After you have submitted a request to us in which you indicate that you wish to exercise a privacy right, you will first receive a confirmation of receipt from us. We may then ask for additional information, for example, to verify your identity. Or we may immediately respond substantively to your request. We will then indicate whether or not we will comply with your request, and if not, why not.

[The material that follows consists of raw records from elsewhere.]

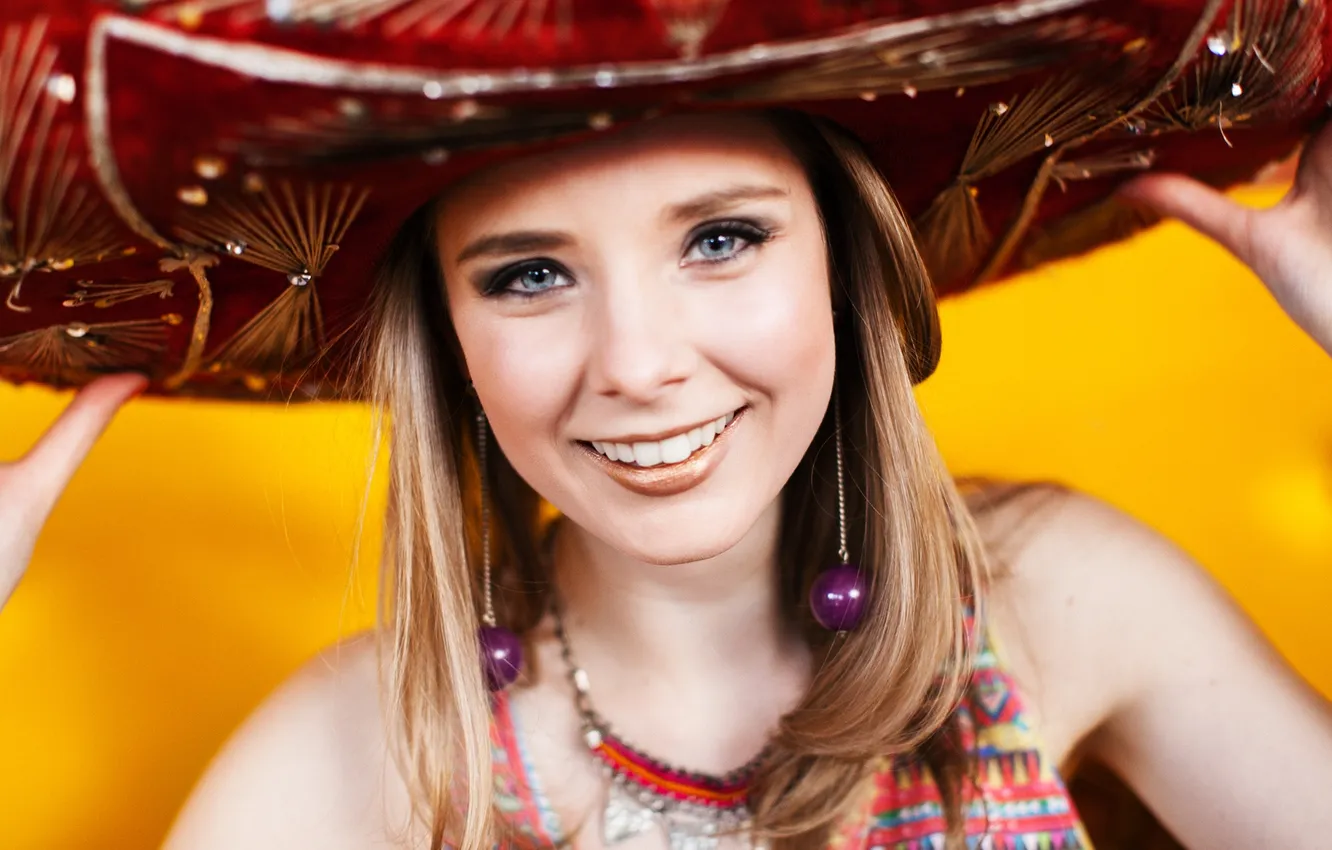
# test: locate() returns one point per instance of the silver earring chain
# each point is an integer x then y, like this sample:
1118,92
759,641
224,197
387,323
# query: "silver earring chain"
843,553
489,616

We deal with all privacy requests without delay and in principle no later than one month after receipt. However, we may need longer, for example due to the complexity and the number of requests we receive. If that is the case, we will inform you that we need extra time (up to a maximum of 2 additional months). We will inform you about this delay as soon as possible and no later than one month after receipt of your request and will then respond substantively within three months after receipt of your request.

Cookies

Hikos uses cookies on its website. A cookie is a small text file that is stored on your computer by a web browser. You can block or adjust the use of cookies by adjusting the settings in your web browser. However, this can affect the functioning of the website. For more information, see our Cookie Statement.

Google Analytics

Hikos uses Google Analytics. Hikos has followed the privacy-friendly setting of Google Analytics manual of the Dutch Data Protection Authority in order to set up Google Analytics in a privacy-friendly manner and thus comply with the General Data Protection Regulation. Hikos has concluded a processor agreement with Google. In addition, the last octet of the IP address is masked. In the settings of Google Analytics, ‘data sharing’ has been turned off.

Third-party websites

Our website may contain hyperlinks to websites of other parties. We are not responsible for the content of those website or their services. Nor is Hikos responsible for the privacy policy and the use of cookies on those websites.

Contact

If you have any questions, comments or a complaint about the way we handle your personal data, you can contact us at [email protected] or 020 -2117206. You can also submit a complaint to the Dutch Data Protection Authority. We suggest and very much appreciate if you first give us the opportunity to find a solution to your complaint.

Changes

This privacy statement can be changed. We recommend that you consult this privacy statement from time to time. You will be actively informed about material changes where appropriate.